2) Roll center/vertical CG value. Lower is better, esp rear roll center. The rear roll picks up the inside front tire, slowing the car,adding to outside load,see #1.

Subset, aero
3)Windshield angle; lower is better. IT rules have the same size wheels/tires airdam . The major value not moved is the glass angle. Big value with 100 -125hp, Huge impact in top gear. Huge impact in top gear**

4) sq/in of involvement; smaller car has less sq in, smaller window lets less air inside, resulting in less involvement.etc.
Smaller car makes smaller hole in air.

Powertrain; Eng,gears.; est HP /cc, lower factory value to cc leaves more room to build HP.
1) #/ cc.; acceleration estimator.
Valve area per CC, determines operating RPM range. cam timing etc.

2)gear box. determines time in torque range


The areas thatITAC should look at ; IMO

#per CC
Est HP per #
Throttle body size area/ to CC.
front weight
Aero sq in and windshield angle .
rear roll center/vertical CG


Based upon prior statements.
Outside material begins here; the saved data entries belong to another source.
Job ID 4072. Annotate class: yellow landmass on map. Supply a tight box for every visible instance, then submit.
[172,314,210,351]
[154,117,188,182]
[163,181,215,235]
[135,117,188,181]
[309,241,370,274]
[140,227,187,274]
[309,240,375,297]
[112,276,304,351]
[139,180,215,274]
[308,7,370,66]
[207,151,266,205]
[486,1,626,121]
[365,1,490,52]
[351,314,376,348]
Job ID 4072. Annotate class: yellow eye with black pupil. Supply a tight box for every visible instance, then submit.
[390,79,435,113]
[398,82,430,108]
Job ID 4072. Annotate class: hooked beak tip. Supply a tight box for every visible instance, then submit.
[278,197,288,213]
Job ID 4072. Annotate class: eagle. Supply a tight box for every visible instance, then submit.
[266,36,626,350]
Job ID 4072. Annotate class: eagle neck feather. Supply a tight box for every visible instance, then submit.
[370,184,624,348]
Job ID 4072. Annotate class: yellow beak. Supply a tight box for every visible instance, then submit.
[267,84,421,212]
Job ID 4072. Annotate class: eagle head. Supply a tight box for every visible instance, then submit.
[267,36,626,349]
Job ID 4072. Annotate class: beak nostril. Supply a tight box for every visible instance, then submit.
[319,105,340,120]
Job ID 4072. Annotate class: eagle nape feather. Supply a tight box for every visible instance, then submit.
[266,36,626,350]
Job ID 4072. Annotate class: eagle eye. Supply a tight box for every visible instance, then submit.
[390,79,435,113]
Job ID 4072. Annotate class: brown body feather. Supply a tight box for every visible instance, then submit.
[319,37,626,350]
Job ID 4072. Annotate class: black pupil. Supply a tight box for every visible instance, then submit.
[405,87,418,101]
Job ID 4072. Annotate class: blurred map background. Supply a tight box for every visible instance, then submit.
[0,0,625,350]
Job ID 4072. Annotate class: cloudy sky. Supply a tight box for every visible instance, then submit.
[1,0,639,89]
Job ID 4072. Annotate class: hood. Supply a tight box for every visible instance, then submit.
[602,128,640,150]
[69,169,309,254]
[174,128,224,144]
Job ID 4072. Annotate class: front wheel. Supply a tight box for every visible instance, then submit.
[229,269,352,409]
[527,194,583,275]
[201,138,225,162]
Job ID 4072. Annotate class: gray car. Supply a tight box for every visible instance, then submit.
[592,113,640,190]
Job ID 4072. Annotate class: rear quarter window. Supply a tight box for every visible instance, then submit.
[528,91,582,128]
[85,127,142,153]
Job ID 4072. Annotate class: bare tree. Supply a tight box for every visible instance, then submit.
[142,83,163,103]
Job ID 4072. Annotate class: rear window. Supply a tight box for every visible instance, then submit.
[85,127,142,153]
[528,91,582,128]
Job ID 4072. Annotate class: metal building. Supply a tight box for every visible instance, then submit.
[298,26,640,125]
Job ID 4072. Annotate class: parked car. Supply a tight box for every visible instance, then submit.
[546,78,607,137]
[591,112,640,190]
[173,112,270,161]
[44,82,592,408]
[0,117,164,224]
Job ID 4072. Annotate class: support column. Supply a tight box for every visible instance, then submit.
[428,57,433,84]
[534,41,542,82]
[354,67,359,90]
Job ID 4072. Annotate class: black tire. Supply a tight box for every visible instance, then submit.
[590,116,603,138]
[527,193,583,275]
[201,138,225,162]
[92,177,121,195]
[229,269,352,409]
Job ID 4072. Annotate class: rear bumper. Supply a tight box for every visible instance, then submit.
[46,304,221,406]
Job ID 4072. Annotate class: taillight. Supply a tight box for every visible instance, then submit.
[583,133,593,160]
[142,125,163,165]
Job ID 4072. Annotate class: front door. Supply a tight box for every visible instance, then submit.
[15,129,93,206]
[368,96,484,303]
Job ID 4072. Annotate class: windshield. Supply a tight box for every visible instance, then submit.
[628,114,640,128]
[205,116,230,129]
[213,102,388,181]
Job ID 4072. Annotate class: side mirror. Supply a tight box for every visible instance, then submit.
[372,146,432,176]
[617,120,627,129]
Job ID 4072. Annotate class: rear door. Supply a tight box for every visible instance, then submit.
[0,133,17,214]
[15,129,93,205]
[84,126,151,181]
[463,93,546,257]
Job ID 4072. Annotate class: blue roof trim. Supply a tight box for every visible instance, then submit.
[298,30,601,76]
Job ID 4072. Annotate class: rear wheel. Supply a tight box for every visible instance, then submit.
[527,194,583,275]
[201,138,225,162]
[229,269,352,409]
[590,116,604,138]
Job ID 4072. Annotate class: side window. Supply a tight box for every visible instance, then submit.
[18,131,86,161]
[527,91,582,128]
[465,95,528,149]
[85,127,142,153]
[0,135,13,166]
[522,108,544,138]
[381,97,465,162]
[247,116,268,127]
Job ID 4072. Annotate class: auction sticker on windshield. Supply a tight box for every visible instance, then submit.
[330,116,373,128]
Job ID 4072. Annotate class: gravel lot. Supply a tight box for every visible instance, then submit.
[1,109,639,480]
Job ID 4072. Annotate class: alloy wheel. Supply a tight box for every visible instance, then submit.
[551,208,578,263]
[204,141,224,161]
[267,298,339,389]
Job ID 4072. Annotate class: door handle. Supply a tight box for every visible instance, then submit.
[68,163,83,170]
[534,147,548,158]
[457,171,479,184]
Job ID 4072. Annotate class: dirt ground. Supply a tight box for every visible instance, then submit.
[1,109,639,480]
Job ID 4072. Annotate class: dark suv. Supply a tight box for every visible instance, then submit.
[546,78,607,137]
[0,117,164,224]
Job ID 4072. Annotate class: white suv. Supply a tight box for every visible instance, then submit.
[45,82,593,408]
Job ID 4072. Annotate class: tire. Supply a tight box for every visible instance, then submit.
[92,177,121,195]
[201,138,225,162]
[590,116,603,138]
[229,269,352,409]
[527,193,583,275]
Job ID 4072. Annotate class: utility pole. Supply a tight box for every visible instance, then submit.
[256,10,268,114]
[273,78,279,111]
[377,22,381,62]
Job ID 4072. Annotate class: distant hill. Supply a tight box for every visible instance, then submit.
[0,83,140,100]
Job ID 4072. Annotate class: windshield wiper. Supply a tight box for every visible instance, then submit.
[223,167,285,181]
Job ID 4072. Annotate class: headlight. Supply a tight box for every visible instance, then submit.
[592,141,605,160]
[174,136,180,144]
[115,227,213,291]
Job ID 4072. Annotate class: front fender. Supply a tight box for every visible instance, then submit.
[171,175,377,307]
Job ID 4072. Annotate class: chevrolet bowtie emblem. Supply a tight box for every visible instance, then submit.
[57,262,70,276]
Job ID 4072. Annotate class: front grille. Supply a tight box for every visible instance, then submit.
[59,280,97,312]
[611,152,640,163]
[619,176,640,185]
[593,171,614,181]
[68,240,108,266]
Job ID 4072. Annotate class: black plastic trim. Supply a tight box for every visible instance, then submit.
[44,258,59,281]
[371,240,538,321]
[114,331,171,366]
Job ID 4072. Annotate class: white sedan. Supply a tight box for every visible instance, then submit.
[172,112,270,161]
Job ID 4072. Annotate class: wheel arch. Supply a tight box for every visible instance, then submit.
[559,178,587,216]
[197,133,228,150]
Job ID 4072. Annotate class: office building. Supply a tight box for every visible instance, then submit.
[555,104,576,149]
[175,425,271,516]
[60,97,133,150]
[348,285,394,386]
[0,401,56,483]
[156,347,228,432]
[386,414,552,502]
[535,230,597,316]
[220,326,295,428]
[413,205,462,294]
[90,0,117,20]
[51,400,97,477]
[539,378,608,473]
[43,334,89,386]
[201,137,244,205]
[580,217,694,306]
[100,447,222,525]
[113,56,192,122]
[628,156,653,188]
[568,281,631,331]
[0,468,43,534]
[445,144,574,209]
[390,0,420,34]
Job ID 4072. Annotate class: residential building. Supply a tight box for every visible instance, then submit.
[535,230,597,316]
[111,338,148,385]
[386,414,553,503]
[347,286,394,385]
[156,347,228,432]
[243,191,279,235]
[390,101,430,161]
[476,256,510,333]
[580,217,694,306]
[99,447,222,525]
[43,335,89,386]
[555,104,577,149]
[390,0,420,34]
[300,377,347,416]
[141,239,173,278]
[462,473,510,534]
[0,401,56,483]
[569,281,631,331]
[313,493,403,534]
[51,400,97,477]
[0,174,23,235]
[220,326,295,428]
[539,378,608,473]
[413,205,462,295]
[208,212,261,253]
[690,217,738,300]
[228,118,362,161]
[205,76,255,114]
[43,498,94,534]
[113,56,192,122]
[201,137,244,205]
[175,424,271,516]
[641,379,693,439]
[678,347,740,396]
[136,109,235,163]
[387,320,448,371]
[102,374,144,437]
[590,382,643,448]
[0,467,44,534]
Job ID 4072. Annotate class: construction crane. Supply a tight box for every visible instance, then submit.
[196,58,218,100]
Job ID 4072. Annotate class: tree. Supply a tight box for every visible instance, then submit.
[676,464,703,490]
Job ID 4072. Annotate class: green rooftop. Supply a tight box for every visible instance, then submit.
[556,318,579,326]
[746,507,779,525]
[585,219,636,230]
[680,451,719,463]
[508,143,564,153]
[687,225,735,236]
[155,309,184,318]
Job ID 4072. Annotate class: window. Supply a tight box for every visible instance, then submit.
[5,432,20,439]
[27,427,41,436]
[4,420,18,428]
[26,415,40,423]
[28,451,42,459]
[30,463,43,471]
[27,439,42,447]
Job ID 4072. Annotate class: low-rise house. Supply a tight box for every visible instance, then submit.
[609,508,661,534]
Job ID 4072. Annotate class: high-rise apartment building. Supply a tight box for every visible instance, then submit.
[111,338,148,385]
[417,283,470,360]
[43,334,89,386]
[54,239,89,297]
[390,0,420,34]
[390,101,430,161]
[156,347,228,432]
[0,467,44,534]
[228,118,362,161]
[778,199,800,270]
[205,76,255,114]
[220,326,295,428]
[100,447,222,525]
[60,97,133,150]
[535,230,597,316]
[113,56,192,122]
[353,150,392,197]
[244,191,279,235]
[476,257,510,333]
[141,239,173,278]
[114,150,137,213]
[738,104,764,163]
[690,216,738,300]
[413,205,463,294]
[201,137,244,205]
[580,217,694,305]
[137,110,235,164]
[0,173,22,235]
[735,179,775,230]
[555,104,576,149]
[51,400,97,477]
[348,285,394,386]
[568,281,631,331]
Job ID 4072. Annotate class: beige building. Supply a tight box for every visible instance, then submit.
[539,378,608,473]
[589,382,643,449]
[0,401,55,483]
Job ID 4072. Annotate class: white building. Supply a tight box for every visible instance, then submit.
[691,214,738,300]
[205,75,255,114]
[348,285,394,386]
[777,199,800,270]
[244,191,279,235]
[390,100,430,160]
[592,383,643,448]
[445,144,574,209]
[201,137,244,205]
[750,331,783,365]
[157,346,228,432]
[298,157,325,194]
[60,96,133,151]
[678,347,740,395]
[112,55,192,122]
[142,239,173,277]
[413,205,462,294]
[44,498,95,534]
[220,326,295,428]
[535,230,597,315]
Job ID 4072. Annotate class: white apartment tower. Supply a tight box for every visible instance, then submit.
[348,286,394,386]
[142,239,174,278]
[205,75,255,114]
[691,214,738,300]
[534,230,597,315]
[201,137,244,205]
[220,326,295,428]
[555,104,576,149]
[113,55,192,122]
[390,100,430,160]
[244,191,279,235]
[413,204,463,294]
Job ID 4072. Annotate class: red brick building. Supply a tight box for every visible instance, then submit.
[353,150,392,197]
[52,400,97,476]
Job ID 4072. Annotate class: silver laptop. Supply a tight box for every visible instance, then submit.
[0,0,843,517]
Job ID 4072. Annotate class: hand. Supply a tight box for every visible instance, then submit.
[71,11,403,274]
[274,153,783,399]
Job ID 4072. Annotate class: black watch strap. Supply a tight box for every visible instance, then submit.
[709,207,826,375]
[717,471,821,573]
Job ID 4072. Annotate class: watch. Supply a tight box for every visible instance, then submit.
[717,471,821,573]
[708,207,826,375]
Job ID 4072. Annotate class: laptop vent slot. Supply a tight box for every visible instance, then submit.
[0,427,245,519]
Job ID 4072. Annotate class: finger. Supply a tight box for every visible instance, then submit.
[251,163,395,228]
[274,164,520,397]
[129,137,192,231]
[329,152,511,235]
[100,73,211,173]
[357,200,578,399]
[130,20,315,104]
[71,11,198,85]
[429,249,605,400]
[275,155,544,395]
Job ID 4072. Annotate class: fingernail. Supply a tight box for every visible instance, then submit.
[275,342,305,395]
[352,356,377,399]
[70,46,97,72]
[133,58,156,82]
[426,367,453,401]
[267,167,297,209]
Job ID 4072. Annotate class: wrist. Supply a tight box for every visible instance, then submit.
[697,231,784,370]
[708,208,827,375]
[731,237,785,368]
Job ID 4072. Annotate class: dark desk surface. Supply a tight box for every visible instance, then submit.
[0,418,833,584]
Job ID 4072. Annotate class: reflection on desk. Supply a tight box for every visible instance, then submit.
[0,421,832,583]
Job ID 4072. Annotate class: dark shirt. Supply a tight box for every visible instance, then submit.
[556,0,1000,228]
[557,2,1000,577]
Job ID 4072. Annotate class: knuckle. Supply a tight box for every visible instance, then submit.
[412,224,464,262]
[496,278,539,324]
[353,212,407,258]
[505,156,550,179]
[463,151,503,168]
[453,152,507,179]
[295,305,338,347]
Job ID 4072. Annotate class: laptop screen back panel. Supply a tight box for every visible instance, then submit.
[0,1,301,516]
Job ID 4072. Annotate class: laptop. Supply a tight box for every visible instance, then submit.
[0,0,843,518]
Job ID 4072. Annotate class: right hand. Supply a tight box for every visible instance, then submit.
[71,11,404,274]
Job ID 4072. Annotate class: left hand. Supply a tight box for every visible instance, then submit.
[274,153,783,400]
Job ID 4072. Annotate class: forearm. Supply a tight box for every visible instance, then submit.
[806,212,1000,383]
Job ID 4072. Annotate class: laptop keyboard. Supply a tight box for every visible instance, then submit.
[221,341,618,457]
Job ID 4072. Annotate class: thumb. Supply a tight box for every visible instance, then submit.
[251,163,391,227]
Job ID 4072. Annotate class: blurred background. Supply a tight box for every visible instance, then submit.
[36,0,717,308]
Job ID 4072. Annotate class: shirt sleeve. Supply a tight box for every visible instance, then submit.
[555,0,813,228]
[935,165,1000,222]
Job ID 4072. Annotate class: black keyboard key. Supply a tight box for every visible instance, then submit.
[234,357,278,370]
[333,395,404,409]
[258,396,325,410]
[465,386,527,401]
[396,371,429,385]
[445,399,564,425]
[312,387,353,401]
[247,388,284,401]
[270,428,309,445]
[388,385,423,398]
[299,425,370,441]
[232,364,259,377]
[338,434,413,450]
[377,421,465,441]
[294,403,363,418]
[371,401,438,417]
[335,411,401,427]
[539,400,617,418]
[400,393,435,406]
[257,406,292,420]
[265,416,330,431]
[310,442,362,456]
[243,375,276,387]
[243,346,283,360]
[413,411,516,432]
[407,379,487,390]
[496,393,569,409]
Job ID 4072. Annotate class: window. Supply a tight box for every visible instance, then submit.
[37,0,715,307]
The A 1 ,VWs should all weight the same, the Honda CRX and sedan should weigh the same .

Based on real world observation and 20yr.history, the VW were very close together with a 50# spread. The Civic/CRX is close with a 100# spread .
Why mess with success? that already existed? Move the cars weight together, keeping the spread. Logic should prevail. When real word observation has more value than an equation..

Its like the baseball coach messing with my kid that was hitting .435 .Those kids can do whatever theywant.

Again you guys can do whatever you want, but make improvements not back track.

I always say that either you are part of the solution or part of the problem. I would be happy to assist with aero estimations.
To do so you need a "zero car" target car. I use the Golf Mk 2 as I have 4or 5 and can get a decent repeatable value for it and the Jetta.
My Rocco has no front bumper at this point.